2) What happened? Fill in enough context to give the event meaning. Answer the question in a
way that makes sense to you. Don't interpret here - just tell the story.
3) What might this mean? There is no one answer. Explore the possible meanings rather than determining the one true meaning.
4) What implications are there for future practice? Consider how your practice might change given any new understandings that have emerged.
Questions like these get you to stop and think about what you were involved in. Writing about a specific experience and what it meant to you is reflective writing. Notice the emphasis on YOU! In the long run you should recognize that it is important for you to learn from your experiences.
Sometimes the hardest thing is figuring out a way to get started. Here are some places to focus your thinking around. Select one or two and write your thoughts about them:
- The assessment others made of your work, especially if you were given a formal written evaluation.
- Contributions that the experience made to your academic (and maybe career) development, goals, and growth as a person and a professional.
- Contributions of the experience to your selection of future coursework, either because you foresaw new needs due to the experience or because a classmate, teacher, or co-worker made recommendations.

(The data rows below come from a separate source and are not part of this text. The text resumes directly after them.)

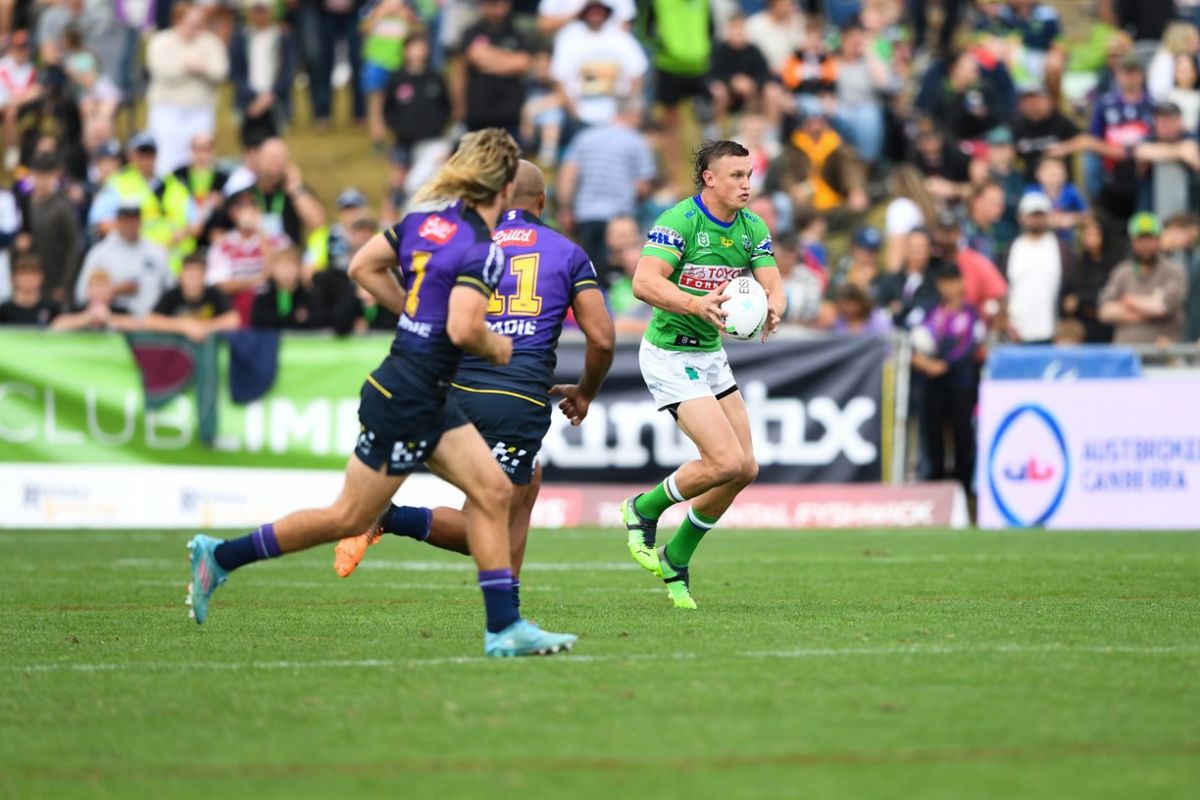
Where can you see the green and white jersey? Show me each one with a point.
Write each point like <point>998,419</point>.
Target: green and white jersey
<point>705,253</point>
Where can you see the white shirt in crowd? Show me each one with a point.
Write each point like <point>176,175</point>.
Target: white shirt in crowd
<point>142,260</point>
<point>1035,276</point>
<point>597,68</point>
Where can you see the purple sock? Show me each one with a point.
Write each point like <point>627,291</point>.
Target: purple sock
<point>257,546</point>
<point>498,601</point>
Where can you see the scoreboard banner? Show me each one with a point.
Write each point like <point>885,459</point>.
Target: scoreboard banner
<point>78,398</point>
<point>815,413</point>
<point>1091,453</point>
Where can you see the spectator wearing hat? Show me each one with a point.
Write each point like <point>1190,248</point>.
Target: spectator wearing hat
<point>28,304</point>
<point>193,308</point>
<point>417,109</point>
<point>167,209</point>
<point>136,265</point>
<point>910,293</point>
<point>262,67</point>
<point>606,172</point>
<point>495,58</point>
<point>819,172</point>
<point>53,222</point>
<point>237,262</point>
<point>187,66</point>
<point>1145,295</point>
<point>1041,128</point>
<point>1122,120</point>
<point>99,307</point>
<point>946,344</point>
<point>597,65</point>
<point>983,286</point>
<point>1041,272</point>
<point>19,88</point>
<point>1171,157</point>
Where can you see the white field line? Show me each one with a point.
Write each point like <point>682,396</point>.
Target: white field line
<point>799,653</point>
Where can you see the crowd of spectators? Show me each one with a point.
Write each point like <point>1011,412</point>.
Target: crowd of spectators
<point>1047,170</point>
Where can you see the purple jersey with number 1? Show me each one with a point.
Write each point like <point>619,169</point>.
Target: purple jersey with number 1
<point>438,251</point>
<point>544,272</point>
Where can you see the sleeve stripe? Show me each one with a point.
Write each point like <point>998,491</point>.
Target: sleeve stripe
<point>474,283</point>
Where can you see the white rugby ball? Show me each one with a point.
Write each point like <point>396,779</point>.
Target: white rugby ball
<point>745,308</point>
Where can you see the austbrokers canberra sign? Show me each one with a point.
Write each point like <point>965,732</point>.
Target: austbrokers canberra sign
<point>1090,453</point>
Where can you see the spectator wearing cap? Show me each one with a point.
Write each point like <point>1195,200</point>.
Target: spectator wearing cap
<point>858,268</point>
<point>237,260</point>
<point>1145,294</point>
<point>167,208</point>
<point>1122,120</point>
<point>983,286</point>
<point>597,65</point>
<point>417,109</point>
<point>18,89</point>
<point>187,66</point>
<point>1041,128</point>
<point>136,265</point>
<point>262,68</point>
<point>819,172</point>
<point>54,226</point>
<point>28,304</point>
<point>193,308</point>
<point>1041,272</point>
<point>1171,157</point>
<point>606,172</point>
<point>946,344</point>
<point>912,289</point>
<point>204,180</point>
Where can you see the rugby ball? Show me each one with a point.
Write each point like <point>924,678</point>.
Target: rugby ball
<point>745,308</point>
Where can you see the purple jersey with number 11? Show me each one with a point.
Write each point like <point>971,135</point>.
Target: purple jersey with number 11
<point>544,272</point>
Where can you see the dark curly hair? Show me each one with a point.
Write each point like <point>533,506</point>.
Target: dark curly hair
<point>709,151</point>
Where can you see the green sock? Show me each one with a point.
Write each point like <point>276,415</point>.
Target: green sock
<point>687,539</point>
<point>652,504</point>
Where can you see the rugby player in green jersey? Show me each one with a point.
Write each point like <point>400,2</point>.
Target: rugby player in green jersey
<point>690,254</point>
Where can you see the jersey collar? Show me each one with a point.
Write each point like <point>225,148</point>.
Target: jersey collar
<point>700,204</point>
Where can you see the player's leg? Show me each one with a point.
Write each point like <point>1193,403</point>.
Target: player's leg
<point>463,459</point>
<point>365,493</point>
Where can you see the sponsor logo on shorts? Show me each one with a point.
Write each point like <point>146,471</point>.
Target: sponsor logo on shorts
<point>665,236</point>
<point>437,229</point>
<point>516,236</point>
<point>707,277</point>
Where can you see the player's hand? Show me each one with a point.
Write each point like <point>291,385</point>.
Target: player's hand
<point>772,325</point>
<point>708,306</point>
<point>502,350</point>
<point>574,404</point>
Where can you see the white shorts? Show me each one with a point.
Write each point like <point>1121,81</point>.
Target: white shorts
<point>678,376</point>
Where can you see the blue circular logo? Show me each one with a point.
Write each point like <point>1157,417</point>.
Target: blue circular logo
<point>1029,467</point>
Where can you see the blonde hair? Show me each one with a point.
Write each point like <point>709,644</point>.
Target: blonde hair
<point>484,163</point>
<point>907,181</point>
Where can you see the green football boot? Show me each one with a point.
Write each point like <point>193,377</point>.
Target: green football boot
<point>641,535</point>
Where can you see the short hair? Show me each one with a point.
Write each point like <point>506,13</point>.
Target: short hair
<point>709,151</point>
<point>28,263</point>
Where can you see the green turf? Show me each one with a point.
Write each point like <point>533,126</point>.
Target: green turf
<point>852,665</point>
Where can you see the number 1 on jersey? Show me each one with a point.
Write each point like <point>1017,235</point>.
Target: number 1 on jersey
<point>526,302</point>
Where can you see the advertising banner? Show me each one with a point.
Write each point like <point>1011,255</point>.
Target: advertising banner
<point>1098,453</point>
<point>815,408</point>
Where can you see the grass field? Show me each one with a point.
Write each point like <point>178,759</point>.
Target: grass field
<point>849,665</point>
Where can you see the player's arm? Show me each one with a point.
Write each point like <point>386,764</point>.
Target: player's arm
<point>652,286</point>
<point>777,301</point>
<point>467,326</point>
<point>373,269</point>
<point>592,316</point>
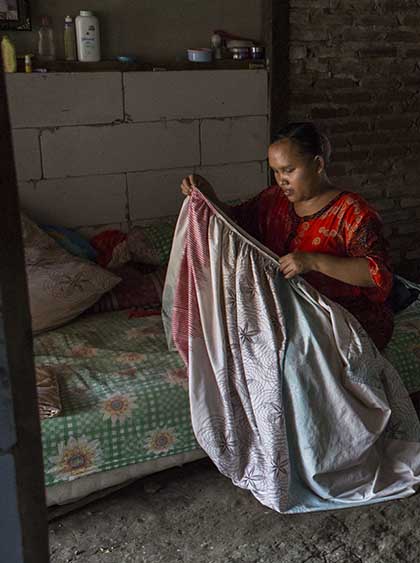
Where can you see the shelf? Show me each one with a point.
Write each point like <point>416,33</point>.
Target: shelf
<point>103,66</point>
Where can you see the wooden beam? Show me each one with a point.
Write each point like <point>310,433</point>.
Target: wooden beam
<point>17,374</point>
<point>276,37</point>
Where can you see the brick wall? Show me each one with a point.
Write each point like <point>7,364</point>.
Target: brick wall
<point>355,71</point>
<point>111,148</point>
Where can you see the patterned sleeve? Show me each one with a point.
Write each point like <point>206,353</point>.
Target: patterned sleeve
<point>365,239</point>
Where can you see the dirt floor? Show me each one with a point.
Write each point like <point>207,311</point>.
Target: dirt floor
<point>193,514</point>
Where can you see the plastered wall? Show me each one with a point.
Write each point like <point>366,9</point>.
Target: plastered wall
<point>112,148</point>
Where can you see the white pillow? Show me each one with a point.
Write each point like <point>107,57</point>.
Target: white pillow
<point>61,286</point>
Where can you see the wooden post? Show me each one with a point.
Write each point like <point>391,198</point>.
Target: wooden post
<point>23,515</point>
<point>276,36</point>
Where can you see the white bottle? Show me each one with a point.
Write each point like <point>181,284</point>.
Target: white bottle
<point>88,39</point>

- Assessment of which courses you completed that were the most or the least applicable to this class or other experience. Note specific courses and principles studied in these courses. This helps you build a thread connecting
your various experiences here at Penn State.
- Noteworthy distinctions between your education and on-the-job experience, if applicable.
- Whether the course fits in well with your chosen major and any minors or specialties you are pursuing.
- Your level of personal satisfaction with the class and whether or not you would recommend it to others.
- Your assessment of how the class could be improved for others.
Remember, don't just summarize what happened. That is the descriptive part. In this reflection piece explain what it means to you, how it came to pass, or what affect it has had on you.
Reflective Narrative Style
In terms of style, your readers will be happier if your information is clear and your ideas fluid. Therefore, as you compose your annotation or analysis, employ the following stylistic benchmarks:
- Use an honest, upbeat, sincere tone, when you assess the experience's value to you personally.
- Favor short paragraphs over long ones. Short paragraphs tend to be focused; long ones tend to be cumbersome.
- Consciously build your paragraphs around topic sentences, even very simple sentences such as "My daily activities fell into three categories." Your readers will be thankful that you spelled your paragraph topics out clearly, and it will help keep you focused as well.
- Selectively use transition words at the beginnings of pivotal sentences and paragraphs, remembering that transition words provide simple ways for you to guide the reader's thinking. Opening a sentence with a word such as "Specifically" tells the reader that you are about to provide elaboration, while a transition such as "Clearly" implies writer contemplation.
- Take advantage of the most powerful punctuation marks - the semicolon, colon, and dash-to present material efficiently.
- Pay special attention to subject/verb agreement and verb tense, the two most common sentence-level problems in technical writing.
It is important for you to rely on specifics, not generalities when assessing the value of an experience and what you have learned from it. Avoid generic unsupported conclusions such as "The internship was a positive experience for me and it was very beneficial too." Instead, present evidence (which is already present in your portfolio, after all) to prove your claims-provide examples, scenarios, lists, names, dates, emotions, labels, terminology. Do not skimp on detail here!